When asked what her favorite move is, Kolby says, "It used to be the corkscrew, but now it's the cradle.

"Do you know what that is?"

She offers to demonstrate on Bonner, who appears to pop out of nowhere. Bonner is also a standout wrestler for the Pinners, but within seconds he is trapped on the floor, squirming to get loose.

"She has the best cradle in the state of Wyoming," says Pinners coach Bobby Hammer, who has worked with Kolby all four years. "She could put King Kong in that cradle."

Hammer says Kolby not only practices hard with the team, she spends a great deal of time working out on her own.

"She's a fanatic," he says, "And she has such a passion for the sport. I've been coaching her for four years and she's improved (each season).
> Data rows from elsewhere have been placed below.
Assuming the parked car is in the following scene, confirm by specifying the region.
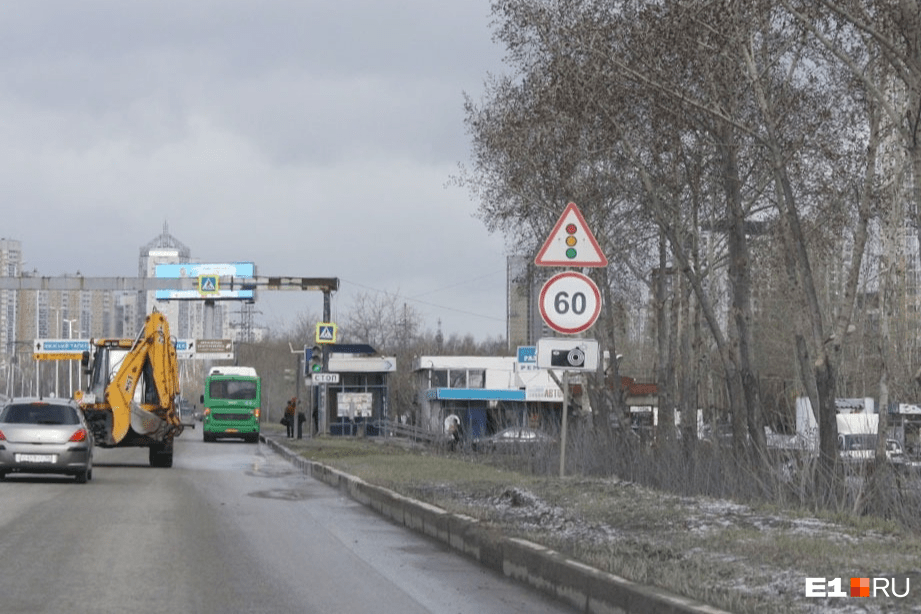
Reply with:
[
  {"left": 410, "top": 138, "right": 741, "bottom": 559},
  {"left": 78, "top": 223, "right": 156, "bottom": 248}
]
[
  {"left": 0, "top": 397, "right": 95, "bottom": 484},
  {"left": 473, "top": 426, "right": 556, "bottom": 452}
]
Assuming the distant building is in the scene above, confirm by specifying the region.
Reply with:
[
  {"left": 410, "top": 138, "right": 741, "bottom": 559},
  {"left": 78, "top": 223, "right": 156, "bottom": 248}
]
[
  {"left": 505, "top": 256, "right": 556, "bottom": 352},
  {"left": 0, "top": 239, "right": 22, "bottom": 355}
]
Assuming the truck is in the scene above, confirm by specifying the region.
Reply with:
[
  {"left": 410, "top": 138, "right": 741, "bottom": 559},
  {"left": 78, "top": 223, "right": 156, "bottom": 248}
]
[
  {"left": 796, "top": 397, "right": 902, "bottom": 462},
  {"left": 74, "top": 309, "right": 183, "bottom": 467},
  {"left": 201, "top": 366, "right": 262, "bottom": 443}
]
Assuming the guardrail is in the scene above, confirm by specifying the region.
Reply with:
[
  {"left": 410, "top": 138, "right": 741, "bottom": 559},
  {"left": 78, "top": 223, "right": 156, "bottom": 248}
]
[{"left": 371, "top": 419, "right": 445, "bottom": 443}]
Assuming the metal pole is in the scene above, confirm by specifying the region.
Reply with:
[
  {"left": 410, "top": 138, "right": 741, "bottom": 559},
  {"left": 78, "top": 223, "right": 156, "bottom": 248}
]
[
  {"left": 317, "top": 289, "right": 332, "bottom": 433},
  {"left": 560, "top": 371, "right": 569, "bottom": 478}
]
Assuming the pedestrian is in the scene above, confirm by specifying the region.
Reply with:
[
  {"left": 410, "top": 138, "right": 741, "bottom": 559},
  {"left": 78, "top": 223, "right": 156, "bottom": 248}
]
[
  {"left": 448, "top": 416, "right": 460, "bottom": 451},
  {"left": 285, "top": 397, "right": 297, "bottom": 439}
]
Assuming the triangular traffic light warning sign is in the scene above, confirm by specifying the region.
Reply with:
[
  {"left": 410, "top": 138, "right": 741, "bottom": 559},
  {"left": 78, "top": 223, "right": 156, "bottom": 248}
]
[{"left": 534, "top": 203, "right": 608, "bottom": 267}]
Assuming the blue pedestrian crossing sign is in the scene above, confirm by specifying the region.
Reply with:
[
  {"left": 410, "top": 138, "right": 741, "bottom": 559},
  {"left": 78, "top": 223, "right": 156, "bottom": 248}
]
[
  {"left": 198, "top": 275, "right": 218, "bottom": 294},
  {"left": 317, "top": 322, "right": 336, "bottom": 343}
]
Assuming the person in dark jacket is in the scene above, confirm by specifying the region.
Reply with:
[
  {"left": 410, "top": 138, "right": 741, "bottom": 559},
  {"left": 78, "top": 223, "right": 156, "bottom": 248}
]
[{"left": 285, "top": 397, "right": 297, "bottom": 439}]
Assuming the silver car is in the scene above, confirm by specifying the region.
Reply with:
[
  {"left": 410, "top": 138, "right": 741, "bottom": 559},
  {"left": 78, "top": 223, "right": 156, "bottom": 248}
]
[{"left": 0, "top": 397, "right": 94, "bottom": 484}]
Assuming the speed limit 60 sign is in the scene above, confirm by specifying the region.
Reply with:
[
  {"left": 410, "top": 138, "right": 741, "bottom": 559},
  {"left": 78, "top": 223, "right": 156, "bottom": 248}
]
[{"left": 540, "top": 271, "right": 601, "bottom": 335}]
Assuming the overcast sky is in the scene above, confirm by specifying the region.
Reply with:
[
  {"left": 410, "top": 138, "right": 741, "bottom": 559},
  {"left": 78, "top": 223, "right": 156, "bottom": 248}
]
[{"left": 0, "top": 0, "right": 506, "bottom": 339}]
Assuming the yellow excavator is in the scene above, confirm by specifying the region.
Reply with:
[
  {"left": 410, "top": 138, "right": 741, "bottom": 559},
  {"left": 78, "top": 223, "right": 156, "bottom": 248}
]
[{"left": 74, "top": 309, "right": 182, "bottom": 467}]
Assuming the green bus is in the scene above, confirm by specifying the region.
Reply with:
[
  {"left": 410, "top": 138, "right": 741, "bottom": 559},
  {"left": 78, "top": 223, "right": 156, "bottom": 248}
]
[{"left": 201, "top": 367, "right": 262, "bottom": 443}]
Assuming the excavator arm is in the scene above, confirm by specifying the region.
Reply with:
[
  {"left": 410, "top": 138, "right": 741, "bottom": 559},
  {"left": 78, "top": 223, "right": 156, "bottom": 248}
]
[{"left": 105, "top": 310, "right": 182, "bottom": 443}]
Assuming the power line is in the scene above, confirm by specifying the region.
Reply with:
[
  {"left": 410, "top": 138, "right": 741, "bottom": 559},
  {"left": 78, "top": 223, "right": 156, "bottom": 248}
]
[{"left": 340, "top": 278, "right": 505, "bottom": 322}]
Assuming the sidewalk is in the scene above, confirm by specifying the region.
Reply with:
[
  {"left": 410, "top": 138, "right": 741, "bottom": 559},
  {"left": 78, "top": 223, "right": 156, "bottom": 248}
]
[{"left": 260, "top": 428, "right": 728, "bottom": 614}]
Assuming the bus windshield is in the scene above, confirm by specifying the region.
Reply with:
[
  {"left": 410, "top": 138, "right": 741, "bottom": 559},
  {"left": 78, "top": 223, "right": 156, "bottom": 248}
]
[{"left": 208, "top": 380, "right": 257, "bottom": 401}]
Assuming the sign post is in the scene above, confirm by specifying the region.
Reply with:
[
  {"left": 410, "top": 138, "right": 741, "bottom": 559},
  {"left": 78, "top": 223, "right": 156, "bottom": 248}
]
[{"left": 534, "top": 203, "right": 608, "bottom": 477}]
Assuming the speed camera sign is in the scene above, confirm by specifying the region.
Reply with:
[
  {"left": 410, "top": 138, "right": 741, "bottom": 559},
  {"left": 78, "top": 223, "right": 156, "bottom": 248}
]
[{"left": 540, "top": 271, "right": 601, "bottom": 335}]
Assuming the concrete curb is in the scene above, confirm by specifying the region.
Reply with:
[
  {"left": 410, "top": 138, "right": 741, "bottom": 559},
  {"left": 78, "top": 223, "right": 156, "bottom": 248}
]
[{"left": 260, "top": 435, "right": 729, "bottom": 614}]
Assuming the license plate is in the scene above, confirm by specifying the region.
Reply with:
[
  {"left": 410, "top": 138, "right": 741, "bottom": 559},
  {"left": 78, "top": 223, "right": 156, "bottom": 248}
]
[{"left": 16, "top": 454, "right": 58, "bottom": 464}]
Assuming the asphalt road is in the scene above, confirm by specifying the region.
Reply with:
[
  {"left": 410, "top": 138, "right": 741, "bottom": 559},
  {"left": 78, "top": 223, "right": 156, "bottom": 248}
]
[{"left": 0, "top": 430, "right": 572, "bottom": 614}]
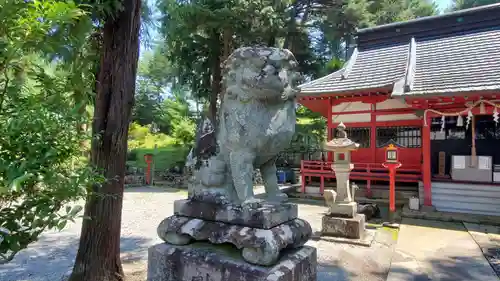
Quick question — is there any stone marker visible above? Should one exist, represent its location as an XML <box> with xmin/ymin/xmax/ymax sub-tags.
<box><xmin>322</xmin><ymin>123</ymin><xmax>365</xmax><ymax>239</ymax></box>
<box><xmin>148</xmin><ymin>47</ymin><xmax>316</xmax><ymax>281</ymax></box>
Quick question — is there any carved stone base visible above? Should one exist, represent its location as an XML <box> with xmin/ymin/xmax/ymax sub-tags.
<box><xmin>148</xmin><ymin>242</ymin><xmax>317</xmax><ymax>281</ymax></box>
<box><xmin>328</xmin><ymin>202</ymin><xmax>358</xmax><ymax>218</ymax></box>
<box><xmin>321</xmin><ymin>214</ymin><xmax>365</xmax><ymax>239</ymax></box>
<box><xmin>158</xmin><ymin>215</ymin><xmax>312</xmax><ymax>266</ymax></box>
<box><xmin>174</xmin><ymin>199</ymin><xmax>298</xmax><ymax>229</ymax></box>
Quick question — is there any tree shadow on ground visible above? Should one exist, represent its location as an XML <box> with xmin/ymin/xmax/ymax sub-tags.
<box><xmin>402</xmin><ymin>218</ymin><xmax>467</xmax><ymax>232</ymax></box>
<box><xmin>374</xmin><ymin>256</ymin><xmax>498</xmax><ymax>281</ymax></box>
<box><xmin>0</xmin><ymin>232</ymin><xmax>152</xmax><ymax>281</ymax></box>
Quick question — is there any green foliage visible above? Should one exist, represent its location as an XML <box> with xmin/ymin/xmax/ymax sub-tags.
<box><xmin>450</xmin><ymin>0</ymin><xmax>500</xmax><ymax>11</ymax></box>
<box><xmin>0</xmin><ymin>0</ymin><xmax>102</xmax><ymax>263</ymax></box>
<box><xmin>128</xmin><ymin>123</ymin><xmax>176</xmax><ymax>150</ymax></box>
<box><xmin>172</xmin><ymin>117</ymin><xmax>196</xmax><ymax>145</ymax></box>
<box><xmin>133</xmin><ymin>145</ymin><xmax>190</xmax><ymax>171</ymax></box>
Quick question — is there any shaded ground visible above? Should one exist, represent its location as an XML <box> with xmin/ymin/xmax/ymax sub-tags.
<box><xmin>387</xmin><ymin>218</ymin><xmax>498</xmax><ymax>281</ymax></box>
<box><xmin>464</xmin><ymin>223</ymin><xmax>500</xmax><ymax>277</ymax></box>
<box><xmin>0</xmin><ymin>188</ymin><xmax>397</xmax><ymax>281</ymax></box>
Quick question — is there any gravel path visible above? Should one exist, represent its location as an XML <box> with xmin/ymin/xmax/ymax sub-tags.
<box><xmin>0</xmin><ymin>188</ymin><xmax>395</xmax><ymax>281</ymax></box>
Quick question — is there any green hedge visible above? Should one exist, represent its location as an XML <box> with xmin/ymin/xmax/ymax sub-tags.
<box><xmin>128</xmin><ymin>145</ymin><xmax>190</xmax><ymax>171</ymax></box>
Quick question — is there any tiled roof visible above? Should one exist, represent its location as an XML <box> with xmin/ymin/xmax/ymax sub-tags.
<box><xmin>300</xmin><ymin>2</ymin><xmax>500</xmax><ymax>96</ymax></box>
<box><xmin>406</xmin><ymin>26</ymin><xmax>500</xmax><ymax>95</ymax></box>
<box><xmin>300</xmin><ymin>44</ymin><xmax>408</xmax><ymax>94</ymax></box>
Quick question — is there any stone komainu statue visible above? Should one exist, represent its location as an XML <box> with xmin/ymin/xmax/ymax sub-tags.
<box><xmin>190</xmin><ymin>47</ymin><xmax>301</xmax><ymax>204</ymax></box>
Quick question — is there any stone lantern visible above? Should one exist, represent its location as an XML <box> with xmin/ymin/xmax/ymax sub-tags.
<box><xmin>322</xmin><ymin>123</ymin><xmax>365</xmax><ymax>239</ymax></box>
<box><xmin>325</xmin><ymin>123</ymin><xmax>359</xmax><ymax>210</ymax></box>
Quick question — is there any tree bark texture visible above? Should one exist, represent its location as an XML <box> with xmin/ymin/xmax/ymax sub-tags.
<box><xmin>69</xmin><ymin>0</ymin><xmax>141</xmax><ymax>281</ymax></box>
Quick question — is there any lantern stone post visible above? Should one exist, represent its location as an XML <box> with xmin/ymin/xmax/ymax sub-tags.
<box><xmin>322</xmin><ymin>123</ymin><xmax>365</xmax><ymax>239</ymax></box>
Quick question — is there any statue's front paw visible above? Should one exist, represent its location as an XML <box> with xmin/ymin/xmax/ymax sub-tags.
<box><xmin>267</xmin><ymin>192</ymin><xmax>288</xmax><ymax>203</ymax></box>
<box><xmin>241</xmin><ymin>197</ymin><xmax>264</xmax><ymax>207</ymax></box>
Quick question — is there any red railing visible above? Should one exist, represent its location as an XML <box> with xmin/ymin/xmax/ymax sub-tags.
<box><xmin>300</xmin><ymin>160</ymin><xmax>422</xmax><ymax>193</ymax></box>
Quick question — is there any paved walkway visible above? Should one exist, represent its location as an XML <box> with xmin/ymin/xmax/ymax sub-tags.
<box><xmin>387</xmin><ymin>218</ymin><xmax>498</xmax><ymax>281</ymax></box>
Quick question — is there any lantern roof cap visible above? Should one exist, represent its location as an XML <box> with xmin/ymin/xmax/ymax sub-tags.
<box><xmin>324</xmin><ymin>122</ymin><xmax>359</xmax><ymax>152</ymax></box>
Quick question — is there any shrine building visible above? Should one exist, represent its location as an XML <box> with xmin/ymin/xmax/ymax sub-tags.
<box><xmin>299</xmin><ymin>4</ymin><xmax>500</xmax><ymax>216</ymax></box>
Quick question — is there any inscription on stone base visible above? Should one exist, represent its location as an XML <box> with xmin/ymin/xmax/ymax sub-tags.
<box><xmin>157</xmin><ymin>215</ymin><xmax>312</xmax><ymax>266</ymax></box>
<box><xmin>147</xmin><ymin>243</ymin><xmax>317</xmax><ymax>281</ymax></box>
<box><xmin>174</xmin><ymin>200</ymin><xmax>298</xmax><ymax>229</ymax></box>
<box><xmin>321</xmin><ymin>214</ymin><xmax>365</xmax><ymax>239</ymax></box>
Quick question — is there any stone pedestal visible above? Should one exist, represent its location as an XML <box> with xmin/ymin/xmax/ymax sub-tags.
<box><xmin>154</xmin><ymin>199</ymin><xmax>312</xmax><ymax>266</ymax></box>
<box><xmin>148</xmin><ymin>242</ymin><xmax>316</xmax><ymax>281</ymax></box>
<box><xmin>328</xmin><ymin>202</ymin><xmax>358</xmax><ymax>218</ymax></box>
<box><xmin>321</xmin><ymin>214</ymin><xmax>365</xmax><ymax>239</ymax></box>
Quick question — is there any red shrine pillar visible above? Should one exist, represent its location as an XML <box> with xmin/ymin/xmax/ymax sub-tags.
<box><xmin>326</xmin><ymin>98</ymin><xmax>334</xmax><ymax>162</ymax></box>
<box><xmin>422</xmin><ymin>115</ymin><xmax>432</xmax><ymax>206</ymax></box>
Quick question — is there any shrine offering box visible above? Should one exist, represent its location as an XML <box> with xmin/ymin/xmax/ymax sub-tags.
<box><xmin>451</xmin><ymin>155</ymin><xmax>493</xmax><ymax>182</ymax></box>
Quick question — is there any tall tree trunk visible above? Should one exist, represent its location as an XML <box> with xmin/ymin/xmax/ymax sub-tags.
<box><xmin>219</xmin><ymin>27</ymin><xmax>233</xmax><ymax>101</ymax></box>
<box><xmin>69</xmin><ymin>0</ymin><xmax>141</xmax><ymax>281</ymax></box>
<box><xmin>209</xmin><ymin>30</ymin><xmax>222</xmax><ymax>126</ymax></box>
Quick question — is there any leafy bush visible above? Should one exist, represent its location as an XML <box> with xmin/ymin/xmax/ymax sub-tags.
<box><xmin>0</xmin><ymin>0</ymin><xmax>102</xmax><ymax>264</ymax></box>
<box><xmin>172</xmin><ymin>117</ymin><xmax>196</xmax><ymax>145</ymax></box>
<box><xmin>128</xmin><ymin>123</ymin><xmax>175</xmax><ymax>150</ymax></box>
<box><xmin>127</xmin><ymin>123</ymin><xmax>194</xmax><ymax>170</ymax></box>
<box><xmin>135</xmin><ymin>145</ymin><xmax>190</xmax><ymax>171</ymax></box>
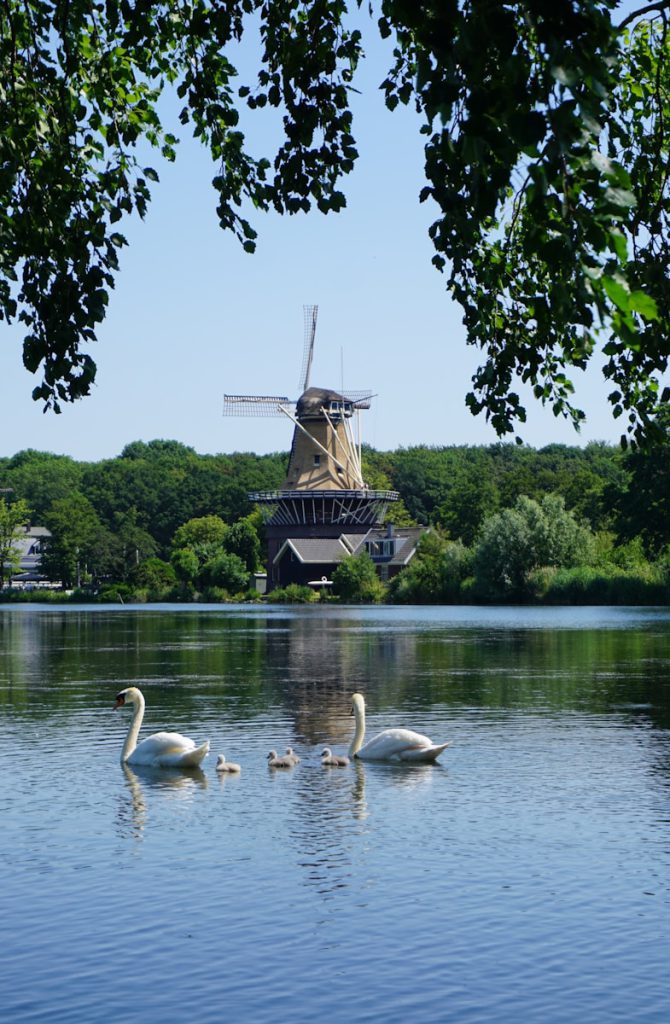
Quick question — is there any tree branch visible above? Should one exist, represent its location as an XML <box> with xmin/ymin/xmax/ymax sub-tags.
<box><xmin>617</xmin><ymin>0</ymin><xmax>670</xmax><ymax>32</ymax></box>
She does a lot of extracurricular work."

While clamping Bonner in a headlock, Kolby says she can perform 28 pull-ups.

Olympic dreams

This summer, the Summer Olympic in Athens, Greece, will feature women's Greco-Roman wrestling for the first time.

Kolby says she would love to be a part of that someday.

"It would be cool," she says. "There would be a lot of good wrestlers there and it would be fun to wrestle them."

Unfortunately for her, she may never have the chance.

Currently, Sublette County is the only county in Wyoming that does not offer high school wrestling.

"There's a lot of lost talent," Kolby's mother, Nancy, says of the many former Big Piney Pinners who have had to hang up their singlets.

Teammate Romero's mother, Tonya Ellison, feels the same way.

"It's too bad," she says. "A lot of these kids will have to miss out on a sport they love just because it isn't offered (through the school system)."

She says many parents have raised the issue with school officials and there is a push within the community to develop a high school wrestling program in Big Piney.

In the meantime, it's the parents of the Pinners who help their kids pursue the sport.

"It is a bit of a burden on the parents," Ellison says, "It's an expensive sport and it's not affiliated with the school, so everything comes straight out of mom and dad's pocket."

Each week during the Pinners' season -- February through June -- parents pile their wrestlers -- ages 5 through 16 -- into cars and minivans and make their way to competitions across the state.

"We're like a big family," Kolby says. "It makes me feel closer to my family. My mom keeps score, my dad coaches and my brother wrestles. I really look forward to the weekends."